Today’s Feature: Call Me Eeevil: The Making of New Year’s Evil (2014) – New Year’s Evil (1980)

New Year’s Eve is often seen as the end of the Holiday Season and doesn’t always carry the same joyful connotation that the other Yuletide holidays do. New Year’s tends to be more oriented toward adults and features a bacchanalian celebration so that the participants can either revel in the triumph of the closing year or do their best to forget a terrible one. As much as it is a holiday of hope, it is one of caution. New Year’s Eve allows those who no longer enjoy the cartoonish nature of Christmas to still find solace in a new beginning, though they likely know that the change of the year is arbitrary at best. In many ways, New Year’s Eve is as illusionary as the big man in the red suit. It’s the adult version of Christmas. What better way to celebrate this occasion than with a tried and true eighties slasher film, New Year’s Evil.
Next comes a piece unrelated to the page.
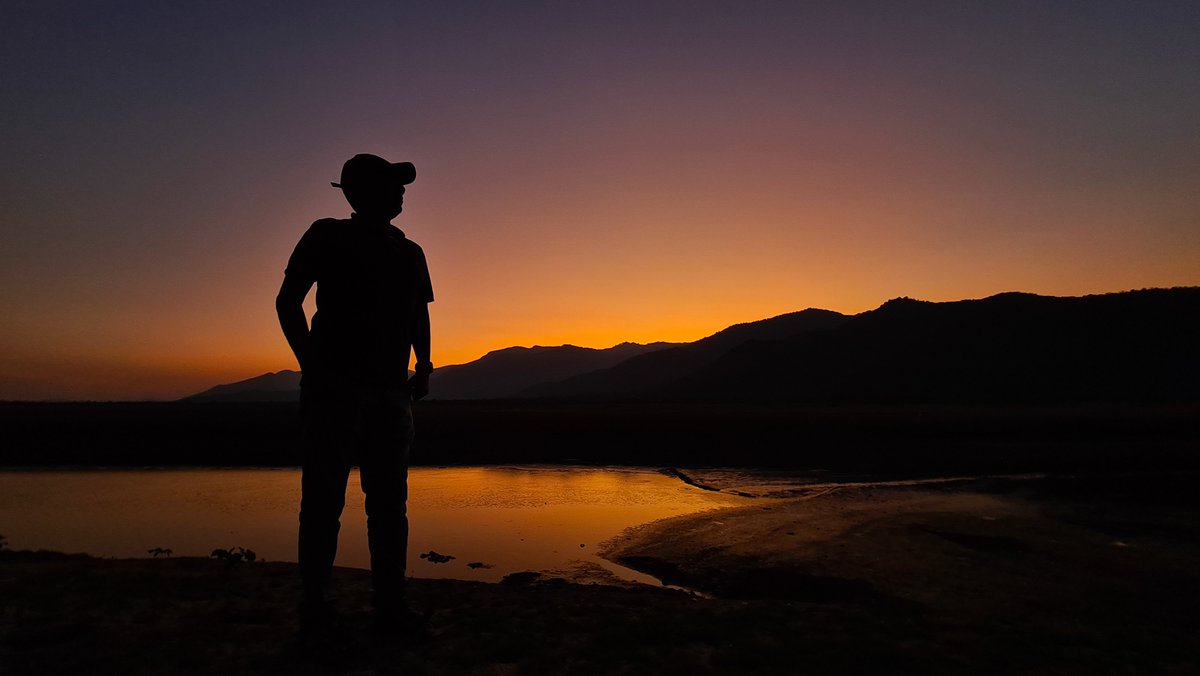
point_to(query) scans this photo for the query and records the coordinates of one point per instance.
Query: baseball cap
(372, 169)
Call Me Eeevil tells the story of the eighteen day shoot of New Year’s Evil and how many members of the cast and crew found themselves making it.

Yeah, eigtheen days.

During a Screen Actors Guild Strike.

Did I forget to mention that this was a Cannon film? Sorry, that probably makes more sense now. There’s actually a really nice tidbit about the producers and just how they got into production with the strike going on. As always, Scream Factory provides a wonderful feature, running nearly forty minutes when bigger films *coughDisneycough* can barely seem to muster fifteen of solid features. New Year’s Evil is somewhat divisive amongst slasher fans, but I feel its combination of Mtv culture, bizarre sexuality and a notably brutal killer truly makes it something special. It almost feels a logical follow up to Silent Night, Deadly Night, though that particular film was actually released later. Female lead Roz Kelly (Happy Days‘ Pinky Tuscadero) is conspicuously missing but Kip Niven, Grant Cramer and Taaffe O’Connell all contribute some nice anecdotes on their performances and the production in general. Grant Cramer even gets into a full explanation of his most disturbing and memorable scene in the film, one that locked the role up for him. Oh, and how he got his SAG card too. Director of Photography Thomas Ackerman also appears as the voice from behind the camera, though the actors are focused on for most of the documentary. You can find a feature length commentary from Writer/Director Emmett Alston separately on the disc, and he gets into how the project came about in general.

Call Me Eeevil: The Making of New Year’s Evil is available on the Scream Factory release of New Year’s Evil, which is still widely available.